Therapy wasn’t so bad today. All of that anxiety for nothing. J talked to me about transference. I’m not that crazy about the whole transference theory. It seems like it can dehumanize feelings a bit. But if he wants to put a label on this, that’s fine. He talked about how we deal with things on the surface, and also at a deeper level. We actually talked about a lot of different things. I told him that I don’t tell anyone in my life the things I’ve told him. He wondered if I thought he wasn’t dealing with my feelings in a validating manner, and I said I thought there were times when on the one hand he would tell me feelings are neither good nor bad, but on the other hand he would tell me my feelings are wrong. He asked for an example. I told him there was a time when I was telling him that I didn’t like being tall, and how difficult it was growing up because I was so much taller than everyone else. And his response was that he thought everyone would WANT to be tall. I said that basically he was telling me my feelings are wrong. He didn’t say, “That must have been hard for you, growing up and feeling so different.” He did just what my mother always did – “What do you mean you don’t like being tall? It’s great to be tall!” (She is 5’ tall by the way).

Then J told me about “enactments”, which apparently is what we did in that scenario. We acted out the same scene that happened in my childhood. How did he know just what to say to mimic my mother anyway? I asked what I did wrong to get that response from him. He said I didn’t do anything wrong, but later he said that I have a pattern of trying to take responsibility for things that aren’t my fault, and always blaming myself for situations. He said he was operating on a CBT level, which isn’t usually his preferred method of therapy, but is a technique that he uses along with others. So he was trying to address my maladaptive ideation by being logical and telling me that he thought most people would like to be tall, when actually what I needed was to have my feelings validated. I said that it just reconfirmed that my feelings are wrong. He said it reconfirmed my feeling that my feelings are wrong. OK, whatever. I said I do think it was partially my fault because I had expressed in our sessions that there are things I didn’t want to talk about, so basically I was keeping everything on a surface level. Perhaps that is why he responded that way.

So we talked more about how I was the “perfect” child and this led me to be independent and never ask for help and never reveal my feelings, a way of life that persists to this day.

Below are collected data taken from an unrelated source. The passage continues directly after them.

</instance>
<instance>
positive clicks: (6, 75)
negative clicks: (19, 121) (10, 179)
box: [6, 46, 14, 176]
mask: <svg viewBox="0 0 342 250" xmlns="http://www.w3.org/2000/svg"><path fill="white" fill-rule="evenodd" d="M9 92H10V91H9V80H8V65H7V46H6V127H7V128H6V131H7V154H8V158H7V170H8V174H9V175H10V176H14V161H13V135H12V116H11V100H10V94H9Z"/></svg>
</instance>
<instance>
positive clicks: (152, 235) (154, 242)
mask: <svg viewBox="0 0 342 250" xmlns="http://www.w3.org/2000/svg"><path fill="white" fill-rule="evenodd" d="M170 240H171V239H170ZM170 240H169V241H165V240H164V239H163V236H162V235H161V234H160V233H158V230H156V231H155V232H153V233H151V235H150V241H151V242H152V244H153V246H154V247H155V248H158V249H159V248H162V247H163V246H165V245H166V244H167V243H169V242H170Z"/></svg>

But when one is a child and is so independent and self sufficient and never reveals their feelings, they never get help and attention that they need. And everyone needs help and attention. I said that it’s kind of scary in therapy because I need to talk about my feelings and what I need. Because I know I need things from people. I mean, I can depend on myself and I can do everything myself, but one needs other people in order to feel connected. Relationships are important.

J asked if I would be better off if I was able to express my feelings and needs to people. I’m really not sure about that. I know things are missing in my life right now, but it’s safe. If I were to reveal my feelings and needs to others, I might get what I’m missing, but I would be paying a price. We talked about having expectations of others, and I said I have low expectations of others, that way I’m not disappointed. But I have very high expectations of myself, which is why I never measure up.

So would I be better off? I really don’t know. Is it worth the risks? I don’t know.